The current investigation sought to define the serum responses of the major vitamin D metabolites in a professional athletic cohort to establish the efficacy of a blanket supplementation approach using two commonly used and commercially available doses of vitamin D3. Our main findings demonstrate that both 35,000 and 70,000 IU·wk−1 oral vitamin D3 supplementation significantly elevated total serum 25[OH]D concentrations. The highest dose led to an initial rapid increase in 1.25[OH]2D but then a decrease in serum 1,25[OH]2D at week 12 when there was a significant increase of 24,25[OH]2D3, which had also been significantly increased at week 6. Resultantly, these responses led to a significantly lower ratio of 1,25[OH]2 D to 24,25[OH]2D from week 6 with the higher, 70,000 IU treatment. After the withdrawal of supplementation, the concentrations of 25[OH]D and 1α,25[OH]2D return to basal values within 6 wk. These data imply that high doses of supplemental vitamin D3 are sufficient to markedly induce the expression of 24-hydroxylase, leading to the negative control of 1,25[OH]2D activity. Finally, we demonstrate that elevating serum 25[OH]D and 1α,25[OH]2D3 suppresses intact PTH appearance in circulation. This finding is in agreement with previous data published by our group (27) and is underpinned by the understanding that DNA-binding sequences exist in the PTH gene (6), permitting the suppression of the gene when adequate ligand (1,25[OH]2D) is available to induce transcriptional suppression by the VDR (30).

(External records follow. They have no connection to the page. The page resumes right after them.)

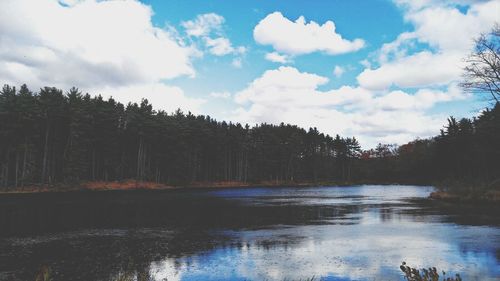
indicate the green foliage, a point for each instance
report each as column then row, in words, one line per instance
column 51, row 137
column 425, row 274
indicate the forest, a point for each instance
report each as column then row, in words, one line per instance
column 53, row 137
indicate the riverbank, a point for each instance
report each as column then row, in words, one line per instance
column 145, row 185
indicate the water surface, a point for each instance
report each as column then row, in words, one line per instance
column 330, row 233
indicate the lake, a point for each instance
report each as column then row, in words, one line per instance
column 329, row 233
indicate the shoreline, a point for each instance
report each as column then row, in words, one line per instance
column 129, row 185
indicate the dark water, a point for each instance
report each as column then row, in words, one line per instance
column 330, row 233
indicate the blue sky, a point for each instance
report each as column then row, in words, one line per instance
column 381, row 70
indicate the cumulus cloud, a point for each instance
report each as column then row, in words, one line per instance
column 288, row 95
column 338, row 71
column 447, row 31
column 46, row 43
column 276, row 57
column 421, row 69
column 209, row 29
column 161, row 96
column 221, row 95
column 75, row 43
column 204, row 25
column 298, row 37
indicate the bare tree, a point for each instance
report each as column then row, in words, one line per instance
column 482, row 73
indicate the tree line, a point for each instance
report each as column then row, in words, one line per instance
column 52, row 137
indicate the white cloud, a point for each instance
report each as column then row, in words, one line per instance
column 221, row 95
column 208, row 29
column 103, row 47
column 447, row 31
column 161, row 96
column 299, row 37
column 276, row 57
column 288, row 95
column 204, row 25
column 338, row 71
column 220, row 46
column 46, row 43
column 447, row 28
column 237, row 62
column 421, row 69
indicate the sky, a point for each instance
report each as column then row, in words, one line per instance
column 380, row 70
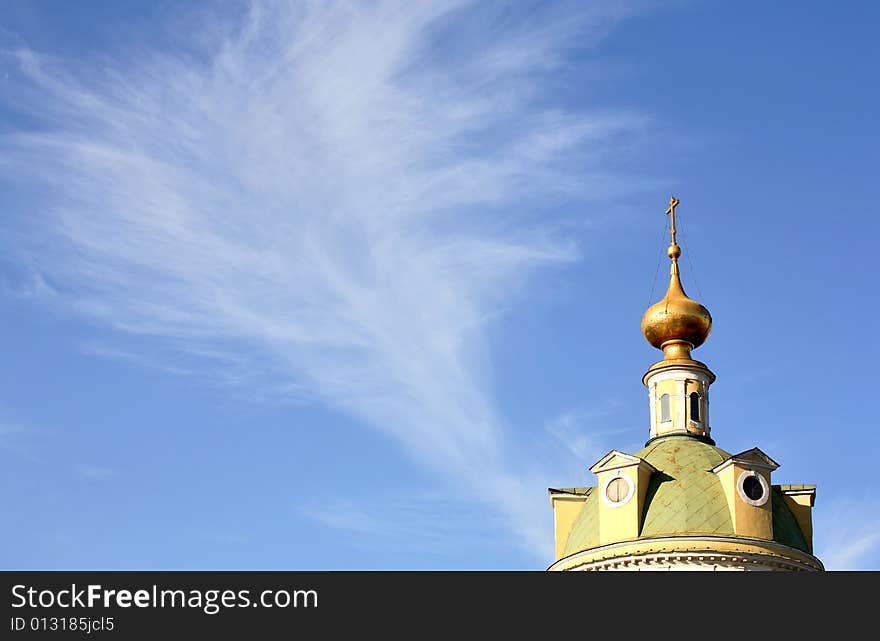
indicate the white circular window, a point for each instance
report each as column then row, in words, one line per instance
column 753, row 489
column 617, row 490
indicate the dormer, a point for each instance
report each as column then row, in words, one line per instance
column 745, row 478
column 623, row 482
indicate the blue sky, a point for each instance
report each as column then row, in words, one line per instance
column 348, row 286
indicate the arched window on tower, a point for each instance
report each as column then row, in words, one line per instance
column 695, row 406
column 665, row 411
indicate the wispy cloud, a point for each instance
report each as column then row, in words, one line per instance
column 341, row 196
column 425, row 522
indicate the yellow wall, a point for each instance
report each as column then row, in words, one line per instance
column 802, row 508
column 565, row 511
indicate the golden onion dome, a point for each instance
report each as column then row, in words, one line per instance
column 676, row 324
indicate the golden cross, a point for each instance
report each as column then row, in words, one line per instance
column 673, row 203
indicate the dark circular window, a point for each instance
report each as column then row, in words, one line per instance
column 617, row 489
column 752, row 488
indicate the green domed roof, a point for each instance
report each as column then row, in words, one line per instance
column 684, row 497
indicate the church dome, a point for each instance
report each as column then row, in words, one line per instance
column 676, row 324
column 684, row 498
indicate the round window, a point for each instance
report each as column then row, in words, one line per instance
column 753, row 488
column 616, row 490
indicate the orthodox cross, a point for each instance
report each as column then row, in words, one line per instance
column 673, row 203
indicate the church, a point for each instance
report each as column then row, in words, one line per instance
column 681, row 502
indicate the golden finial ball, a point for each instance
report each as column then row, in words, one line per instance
column 676, row 318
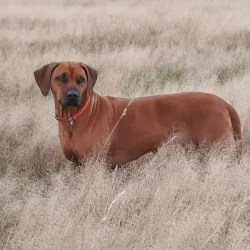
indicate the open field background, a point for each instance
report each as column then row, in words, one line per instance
column 163, row 201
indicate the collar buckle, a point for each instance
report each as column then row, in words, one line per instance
column 71, row 121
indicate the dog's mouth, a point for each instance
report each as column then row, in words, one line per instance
column 70, row 103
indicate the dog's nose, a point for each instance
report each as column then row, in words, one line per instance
column 73, row 94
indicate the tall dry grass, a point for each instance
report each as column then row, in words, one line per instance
column 164, row 201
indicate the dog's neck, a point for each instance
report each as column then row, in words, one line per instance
column 67, row 112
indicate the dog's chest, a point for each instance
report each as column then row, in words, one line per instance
column 84, row 146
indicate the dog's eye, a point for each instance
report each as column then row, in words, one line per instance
column 62, row 78
column 81, row 80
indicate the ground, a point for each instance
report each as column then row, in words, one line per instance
column 167, row 200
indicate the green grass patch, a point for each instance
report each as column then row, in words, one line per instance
column 227, row 73
column 148, row 79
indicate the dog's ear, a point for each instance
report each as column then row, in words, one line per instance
column 43, row 77
column 91, row 75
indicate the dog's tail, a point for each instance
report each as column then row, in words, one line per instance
column 236, row 129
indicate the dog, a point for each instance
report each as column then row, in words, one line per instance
column 121, row 130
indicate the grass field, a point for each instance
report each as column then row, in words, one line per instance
column 163, row 201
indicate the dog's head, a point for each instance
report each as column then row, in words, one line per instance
column 69, row 82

The fact that the concentration of serum 24,25[OH]2D3 did not show a decline along with 1,25[OH]2D after the withdrawal of supplementation has practical implications. The finding suggests that the activity of 24-hydroxylase is sustained after large increases in 1,25[OH]2D and may persist and decrease both the concentration and the subsequent biological activity of 1,25[OH]2D. Evidence is now emerging that the 24,25[OH]2D metabolite may act at the VDR as a “blocking molecule” binding to the VDR decreasing 1,25 [OH]2D activity (5). Because 24,25[OH]2D is present in the circulation in nanomole per liter concentration compared with picomole per liter for 1,25[OH]2D, the significantly higher prevailing 24,25[OH]2D concentrations are liable to contribute to a significant decrease in the activity of the biologically active 1,25[OH]2D. Thus, a dual regulation would appear to be present in subjects receiving high-dose vitamin D supplementation preventing possible toxic effects, namely, 1) the positive stimulation of 24-hydroxylase and 2) the negative control of the VDR activity. This notion is supported by previous mechanistic evidence that has determined the function of 1α,25[OH]2D in regulating 24-hydroxylase activity in vitro. The identification of two VDR in the 5′ region of the CYP24A1 promoter demonstrated that 1α,25[OH]2D3 could potently transactivate the CYP24A1 gene, inducing a 10- to 100-fold increase in CYP24A1 mRNA to limit the transcription of 1α,25[OH]2D3 responsive genes (24). Moreover, in vitro studies on primary human myoblasts indicate that the induction of 24-hydroxylase is dose dependent (10), which is in agreement with the serum response of 24,25[OH]D seen in vivo in the current study.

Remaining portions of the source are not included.